DatologyAI’s technology was obviously promising enough to convince tech and AI titans to invest in the startup’s seed round, such as Google’s Chief Scientist Jeff Dean, Meta’s Chief AI Scientist Yann LeCun, Quora’s founder and OpenAI board member Adam D’Angelo and Geoffrey Hinton. is credited with developing some of the most important techniques at the heart of modern artificial intelligence.

Other angel investors in DatologyAI’s $11.65 million seed round, which was led by Amplify Partners with participation from Radical Ventures, Conviction Capital, Outset Capital and Quiet Capital, included Cohere co-founders Aidan Gomez and Ivan Zhang, founder of Contextual AI Douwe Kiela, ex-Intel. AI Vice President Naveen Rao and Jascha Sohl-Dickstein, one of the inventors of genetic diffusion models. It’s an impressive list of AI luminaries to say the least — and it suggests there might just be something to Morcos’ claims.

“Models are only as good as the data they are trained on, but finding the right training data among billions or trillions of examples is an incredibly difficult problem,” LeCun told TechCrunch in an emailed statement. “Ari and his team at DatologyAI are some of the world’s experts on this problem, and I think the product they’re building to make high-quality data curation available to anyone looking to train a model is critical to helping it work AI for everyone.”

San Francisco-based DatologyAI currently has ten employees, including the co-founders, but plans to expand to around 25 employees by the end of the year if it hits certain growth milestones.

I asked Morcos if the milestones were related to customer acquisition, but he declined to say — and, rather mysteriously, wouldn’t reveal the size of DatologyAI’s current customer base.

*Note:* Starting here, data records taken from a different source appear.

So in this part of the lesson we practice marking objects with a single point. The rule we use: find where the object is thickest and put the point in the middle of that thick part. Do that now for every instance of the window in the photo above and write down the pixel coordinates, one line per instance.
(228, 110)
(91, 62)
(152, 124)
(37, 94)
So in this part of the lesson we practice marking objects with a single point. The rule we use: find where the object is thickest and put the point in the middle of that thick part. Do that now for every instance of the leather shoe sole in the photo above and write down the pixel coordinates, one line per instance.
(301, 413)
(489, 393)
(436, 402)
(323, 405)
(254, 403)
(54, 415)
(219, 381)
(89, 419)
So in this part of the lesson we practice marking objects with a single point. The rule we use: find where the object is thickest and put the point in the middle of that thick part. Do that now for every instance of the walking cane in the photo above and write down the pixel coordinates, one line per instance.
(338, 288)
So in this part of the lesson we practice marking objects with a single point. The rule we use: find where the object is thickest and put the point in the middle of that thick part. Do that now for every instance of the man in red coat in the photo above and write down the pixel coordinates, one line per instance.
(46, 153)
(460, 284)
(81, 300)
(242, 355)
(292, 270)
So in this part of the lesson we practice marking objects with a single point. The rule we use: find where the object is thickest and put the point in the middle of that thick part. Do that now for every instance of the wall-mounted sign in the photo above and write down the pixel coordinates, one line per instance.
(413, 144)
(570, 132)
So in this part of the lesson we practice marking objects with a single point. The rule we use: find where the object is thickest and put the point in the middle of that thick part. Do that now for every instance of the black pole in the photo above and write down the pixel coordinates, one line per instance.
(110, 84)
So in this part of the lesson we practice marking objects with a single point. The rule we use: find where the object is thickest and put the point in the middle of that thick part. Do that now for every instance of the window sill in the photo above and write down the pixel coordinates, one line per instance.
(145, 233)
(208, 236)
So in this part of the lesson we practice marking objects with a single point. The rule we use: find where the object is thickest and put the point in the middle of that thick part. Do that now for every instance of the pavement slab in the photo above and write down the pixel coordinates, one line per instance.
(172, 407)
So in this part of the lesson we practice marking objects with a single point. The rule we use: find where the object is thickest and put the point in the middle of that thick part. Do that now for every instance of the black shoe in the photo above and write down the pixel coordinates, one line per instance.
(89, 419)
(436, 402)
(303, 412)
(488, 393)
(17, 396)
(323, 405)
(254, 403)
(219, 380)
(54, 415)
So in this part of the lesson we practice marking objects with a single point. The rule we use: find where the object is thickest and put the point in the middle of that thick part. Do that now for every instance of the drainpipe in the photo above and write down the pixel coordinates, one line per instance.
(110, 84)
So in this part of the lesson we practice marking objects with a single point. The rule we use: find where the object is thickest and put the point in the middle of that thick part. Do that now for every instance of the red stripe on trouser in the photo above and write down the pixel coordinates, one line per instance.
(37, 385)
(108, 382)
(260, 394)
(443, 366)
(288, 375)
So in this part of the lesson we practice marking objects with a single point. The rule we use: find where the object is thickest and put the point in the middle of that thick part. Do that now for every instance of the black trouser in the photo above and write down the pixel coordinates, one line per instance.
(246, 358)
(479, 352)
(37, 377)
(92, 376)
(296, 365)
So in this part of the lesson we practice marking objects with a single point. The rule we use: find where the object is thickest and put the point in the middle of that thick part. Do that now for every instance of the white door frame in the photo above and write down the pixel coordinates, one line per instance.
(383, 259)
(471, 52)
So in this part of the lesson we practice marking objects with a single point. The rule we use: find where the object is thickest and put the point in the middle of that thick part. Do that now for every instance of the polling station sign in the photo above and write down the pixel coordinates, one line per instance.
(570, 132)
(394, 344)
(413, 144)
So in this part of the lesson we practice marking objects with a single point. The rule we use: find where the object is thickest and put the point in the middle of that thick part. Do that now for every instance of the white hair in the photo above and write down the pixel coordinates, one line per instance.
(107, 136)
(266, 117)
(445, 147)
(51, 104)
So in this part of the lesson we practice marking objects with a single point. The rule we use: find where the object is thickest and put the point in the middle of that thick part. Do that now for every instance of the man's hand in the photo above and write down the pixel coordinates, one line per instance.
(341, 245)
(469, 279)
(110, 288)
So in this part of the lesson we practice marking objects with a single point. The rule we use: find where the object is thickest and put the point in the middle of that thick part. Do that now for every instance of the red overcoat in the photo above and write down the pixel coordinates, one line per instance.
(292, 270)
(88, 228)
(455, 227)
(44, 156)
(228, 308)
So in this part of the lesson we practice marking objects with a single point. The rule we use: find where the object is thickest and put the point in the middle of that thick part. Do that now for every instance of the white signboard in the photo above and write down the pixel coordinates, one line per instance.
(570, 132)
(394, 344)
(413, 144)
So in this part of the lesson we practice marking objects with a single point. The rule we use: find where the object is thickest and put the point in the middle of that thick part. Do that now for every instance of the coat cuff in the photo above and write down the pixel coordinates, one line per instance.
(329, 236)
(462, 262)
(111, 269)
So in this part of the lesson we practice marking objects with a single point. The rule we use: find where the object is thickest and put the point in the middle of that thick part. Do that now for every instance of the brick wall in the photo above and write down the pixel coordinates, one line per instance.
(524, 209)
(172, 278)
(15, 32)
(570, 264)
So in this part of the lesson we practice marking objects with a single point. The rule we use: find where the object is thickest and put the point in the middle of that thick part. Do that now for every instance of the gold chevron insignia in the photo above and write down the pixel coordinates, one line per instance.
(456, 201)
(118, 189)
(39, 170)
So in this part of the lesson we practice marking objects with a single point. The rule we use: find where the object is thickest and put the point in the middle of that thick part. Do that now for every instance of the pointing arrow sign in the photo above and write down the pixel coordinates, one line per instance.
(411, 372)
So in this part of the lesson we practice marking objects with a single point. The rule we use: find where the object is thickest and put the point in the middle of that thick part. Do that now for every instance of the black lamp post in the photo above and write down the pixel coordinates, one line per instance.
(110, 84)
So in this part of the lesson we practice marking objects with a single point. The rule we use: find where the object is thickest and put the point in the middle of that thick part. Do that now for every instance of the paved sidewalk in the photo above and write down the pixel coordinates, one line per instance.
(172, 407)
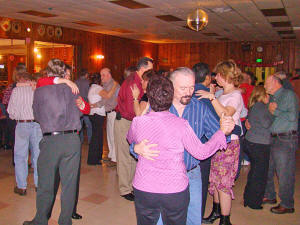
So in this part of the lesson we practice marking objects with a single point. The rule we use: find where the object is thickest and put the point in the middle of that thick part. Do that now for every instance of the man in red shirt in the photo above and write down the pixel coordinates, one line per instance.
(125, 113)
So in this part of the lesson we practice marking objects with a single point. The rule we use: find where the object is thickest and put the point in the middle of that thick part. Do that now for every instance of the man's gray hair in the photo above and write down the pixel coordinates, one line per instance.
(281, 75)
(56, 68)
(182, 71)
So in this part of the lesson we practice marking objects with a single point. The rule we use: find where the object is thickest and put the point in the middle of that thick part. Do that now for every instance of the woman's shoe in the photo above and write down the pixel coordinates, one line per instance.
(225, 220)
(214, 215)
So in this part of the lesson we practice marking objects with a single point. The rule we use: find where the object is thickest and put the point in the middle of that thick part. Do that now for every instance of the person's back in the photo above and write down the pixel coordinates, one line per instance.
(58, 111)
(167, 173)
(83, 86)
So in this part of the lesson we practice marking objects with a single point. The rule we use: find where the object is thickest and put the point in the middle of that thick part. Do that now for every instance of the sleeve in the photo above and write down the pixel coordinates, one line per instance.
(35, 106)
(44, 81)
(212, 125)
(202, 151)
(11, 105)
(289, 109)
(131, 135)
(131, 150)
(86, 110)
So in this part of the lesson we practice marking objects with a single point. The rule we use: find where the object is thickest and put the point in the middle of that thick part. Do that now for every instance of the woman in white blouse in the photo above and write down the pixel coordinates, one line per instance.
(97, 115)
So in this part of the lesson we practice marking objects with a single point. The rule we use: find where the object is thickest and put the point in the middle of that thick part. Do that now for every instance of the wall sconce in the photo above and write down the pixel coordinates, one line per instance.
(99, 56)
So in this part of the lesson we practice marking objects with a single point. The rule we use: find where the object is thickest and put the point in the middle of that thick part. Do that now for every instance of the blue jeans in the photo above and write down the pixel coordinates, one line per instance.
(283, 161)
(88, 125)
(195, 205)
(26, 134)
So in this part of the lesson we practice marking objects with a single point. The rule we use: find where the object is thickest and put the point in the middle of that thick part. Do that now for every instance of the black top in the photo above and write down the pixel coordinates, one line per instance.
(54, 107)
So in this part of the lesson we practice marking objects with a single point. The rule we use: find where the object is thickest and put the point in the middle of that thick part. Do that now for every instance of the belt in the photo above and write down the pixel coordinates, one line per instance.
(284, 134)
(59, 132)
(25, 121)
(192, 168)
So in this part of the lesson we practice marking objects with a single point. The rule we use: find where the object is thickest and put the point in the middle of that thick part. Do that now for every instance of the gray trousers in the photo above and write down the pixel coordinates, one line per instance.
(282, 161)
(60, 152)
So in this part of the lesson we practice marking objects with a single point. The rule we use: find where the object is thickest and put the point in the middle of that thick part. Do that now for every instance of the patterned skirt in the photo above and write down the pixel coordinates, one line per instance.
(223, 170)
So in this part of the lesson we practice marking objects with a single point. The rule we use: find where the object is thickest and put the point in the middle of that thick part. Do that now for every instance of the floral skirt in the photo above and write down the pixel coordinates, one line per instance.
(224, 167)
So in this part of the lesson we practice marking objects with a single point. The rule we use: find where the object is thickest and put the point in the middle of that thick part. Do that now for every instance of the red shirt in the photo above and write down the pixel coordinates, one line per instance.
(44, 81)
(247, 92)
(125, 98)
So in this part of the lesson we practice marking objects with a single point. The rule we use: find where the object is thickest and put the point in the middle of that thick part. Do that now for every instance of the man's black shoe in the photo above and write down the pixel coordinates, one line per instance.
(129, 197)
(76, 216)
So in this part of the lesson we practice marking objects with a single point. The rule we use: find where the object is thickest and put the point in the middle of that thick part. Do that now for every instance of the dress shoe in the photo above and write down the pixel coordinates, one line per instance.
(76, 216)
(269, 201)
(129, 197)
(20, 191)
(256, 207)
(281, 210)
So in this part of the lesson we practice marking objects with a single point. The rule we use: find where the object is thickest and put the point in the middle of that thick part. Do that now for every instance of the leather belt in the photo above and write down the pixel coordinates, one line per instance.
(293, 132)
(25, 121)
(192, 168)
(59, 132)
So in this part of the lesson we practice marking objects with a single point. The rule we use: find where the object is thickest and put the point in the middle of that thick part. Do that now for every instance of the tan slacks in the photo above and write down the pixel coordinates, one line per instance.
(125, 162)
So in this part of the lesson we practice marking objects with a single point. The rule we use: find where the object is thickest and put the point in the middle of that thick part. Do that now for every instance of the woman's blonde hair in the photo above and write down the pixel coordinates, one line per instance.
(230, 72)
(258, 94)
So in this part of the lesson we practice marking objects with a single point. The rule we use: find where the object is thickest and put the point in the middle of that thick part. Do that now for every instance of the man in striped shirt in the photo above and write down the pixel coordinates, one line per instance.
(203, 122)
(28, 133)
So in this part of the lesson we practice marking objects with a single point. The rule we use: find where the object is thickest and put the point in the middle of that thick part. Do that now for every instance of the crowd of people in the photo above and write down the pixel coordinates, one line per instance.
(173, 137)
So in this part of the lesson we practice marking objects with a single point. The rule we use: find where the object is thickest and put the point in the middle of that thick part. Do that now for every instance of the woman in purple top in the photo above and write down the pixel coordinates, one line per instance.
(161, 185)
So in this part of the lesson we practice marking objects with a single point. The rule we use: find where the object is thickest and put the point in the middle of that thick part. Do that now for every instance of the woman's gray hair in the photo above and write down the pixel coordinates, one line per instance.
(56, 68)
(182, 71)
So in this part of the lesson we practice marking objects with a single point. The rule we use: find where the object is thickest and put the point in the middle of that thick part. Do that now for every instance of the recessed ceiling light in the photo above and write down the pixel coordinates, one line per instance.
(222, 9)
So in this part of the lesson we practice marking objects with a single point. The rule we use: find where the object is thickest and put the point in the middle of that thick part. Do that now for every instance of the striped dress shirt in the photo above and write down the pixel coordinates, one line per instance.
(20, 104)
(203, 122)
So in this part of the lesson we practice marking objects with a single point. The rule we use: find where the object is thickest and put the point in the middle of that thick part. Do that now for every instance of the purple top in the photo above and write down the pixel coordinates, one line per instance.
(167, 173)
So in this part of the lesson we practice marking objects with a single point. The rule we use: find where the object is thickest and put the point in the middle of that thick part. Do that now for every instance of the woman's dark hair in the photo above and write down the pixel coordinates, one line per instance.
(148, 74)
(160, 92)
(95, 78)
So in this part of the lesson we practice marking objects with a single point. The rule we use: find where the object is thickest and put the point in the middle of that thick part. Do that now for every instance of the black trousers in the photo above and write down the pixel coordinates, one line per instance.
(259, 155)
(62, 153)
(96, 144)
(56, 186)
(173, 207)
(205, 170)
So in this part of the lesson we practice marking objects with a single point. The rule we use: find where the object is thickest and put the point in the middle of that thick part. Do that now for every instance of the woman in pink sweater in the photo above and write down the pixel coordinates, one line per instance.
(161, 185)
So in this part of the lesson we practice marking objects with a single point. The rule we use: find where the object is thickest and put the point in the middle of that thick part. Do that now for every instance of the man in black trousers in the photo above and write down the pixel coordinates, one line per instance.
(58, 111)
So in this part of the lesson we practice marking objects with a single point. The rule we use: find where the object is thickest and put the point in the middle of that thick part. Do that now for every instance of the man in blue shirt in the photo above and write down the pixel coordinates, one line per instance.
(203, 122)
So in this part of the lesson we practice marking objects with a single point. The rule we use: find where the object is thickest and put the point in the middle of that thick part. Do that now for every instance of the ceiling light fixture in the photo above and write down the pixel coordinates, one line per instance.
(222, 9)
(197, 20)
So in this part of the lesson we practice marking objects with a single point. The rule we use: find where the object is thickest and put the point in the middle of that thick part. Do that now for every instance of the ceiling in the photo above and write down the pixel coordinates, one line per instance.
(244, 22)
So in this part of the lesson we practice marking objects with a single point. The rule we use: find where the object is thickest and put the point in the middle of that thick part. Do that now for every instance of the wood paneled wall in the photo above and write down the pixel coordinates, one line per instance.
(121, 52)
(187, 54)
(118, 52)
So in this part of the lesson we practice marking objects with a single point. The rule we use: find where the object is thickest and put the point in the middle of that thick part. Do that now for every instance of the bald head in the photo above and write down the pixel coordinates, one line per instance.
(105, 75)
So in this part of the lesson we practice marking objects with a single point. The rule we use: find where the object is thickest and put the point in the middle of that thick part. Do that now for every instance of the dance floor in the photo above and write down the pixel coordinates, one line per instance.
(101, 204)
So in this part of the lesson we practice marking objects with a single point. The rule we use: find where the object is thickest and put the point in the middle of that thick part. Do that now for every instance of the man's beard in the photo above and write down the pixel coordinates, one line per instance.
(185, 99)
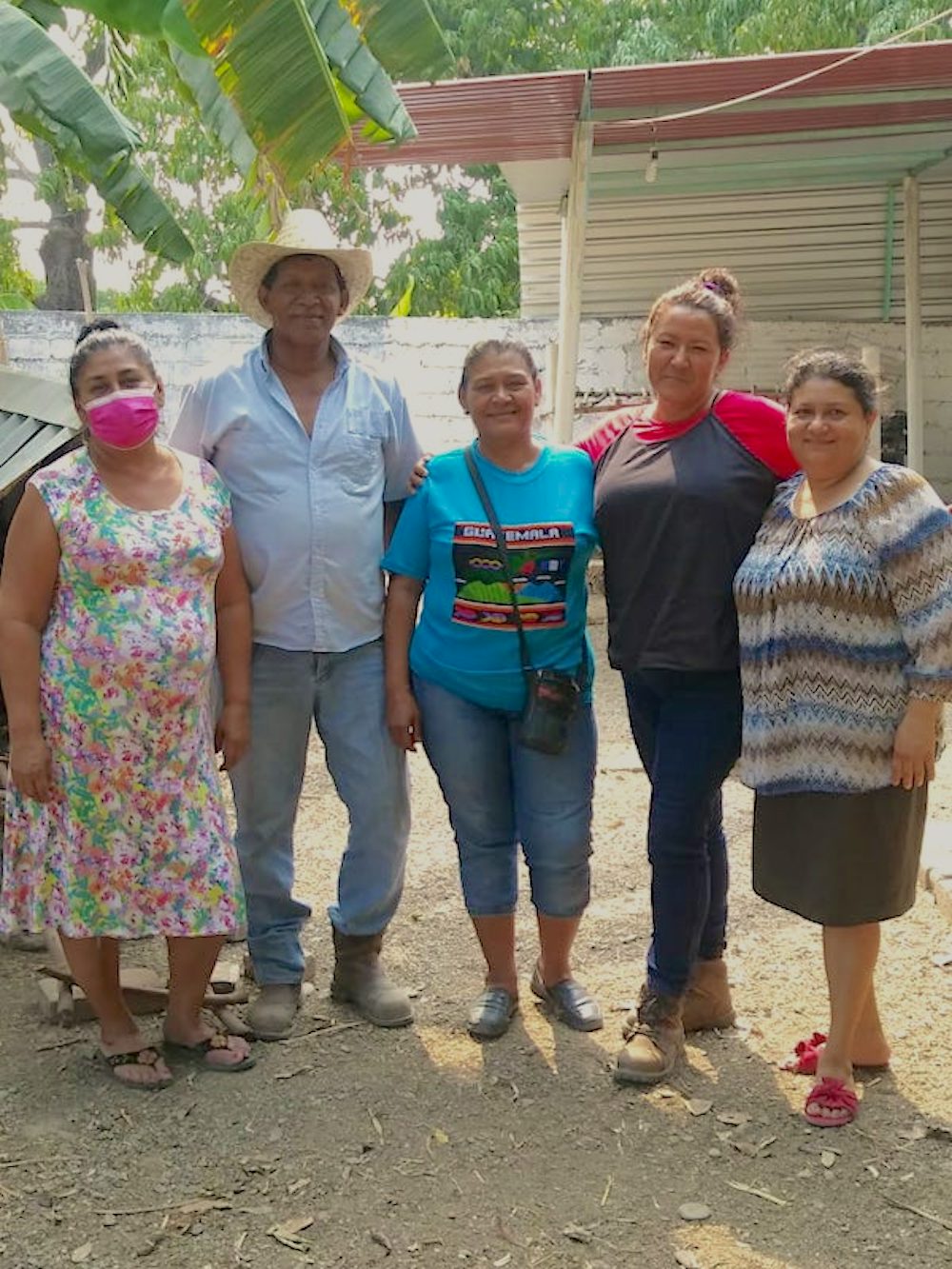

All included automatically builds curate data datasets DatologyAI financing genAI Generative AI get started technology training
Share. Facebook Twitter Pinterest LinkedIn Tumblr Email
Previous ArticleInstagram launches its marketplace to connect brands and creators in 8 new countries
Next Article Golden Ventures secures another $100 million to invest in Canada’s tech ecosystem
bhanuprakash.cg
techtost.com
  • Website

Related Posts

Meta says its business AI now facilitates 10 million conversations per week

30 April 2026

Amazon’s cloud business is growing — and so is its capital spending

30 April 2026

BCI startup Neurable wants to license ‘mind reading’ technology to wearable consumer devices

29 April 2026
Add A Comment

Leave A Reply Cancel Reply

Don't Miss

Y Combinator alum Skio sells for $105 million in cash, raised only $8 million, founder says

1 May 2026

As Tim Cook departs, Apple hits record sales — but chip shortage looms

1 May 2026

Hackers are actively exploiting a bug in cPanel, which is used by millions of websites

30 April 2026
Stay In Touch
  • Facebook
  • YouTube
  • TikTok
  • WhatsApp
  • Twitter
  • Instagram
Fintech

Y Combinator alum Skio sells for $105 million in cash, raised only $8 million, founder says

1 May 2026

Amazon, Meta join the fight to end Google Pay and PhonePe’s dominance in India

30 April 2026

Steve Ballmer slams founder he backed, who pleaded guilty to fraud: ‘I was cheated and I feel stupid’

25 April 2026
Startups

Bill Gurley, Jack Altman back startup Pursuit, which helps companies sell to the government

BCI startup Neurable wants to license ‘mind reading’ technology to wearable consumer devices

Founder of Shark Tank-backed startup Sholly sues buyer Sallie Mae

© 2026 TechTost. All Rights Reserved
  • About Us
  • Contact Us
  • Privacy Policy
  • Terms and Conditions
  • Disclaimer

Type above and press Enter to search. Press Esc to cancel.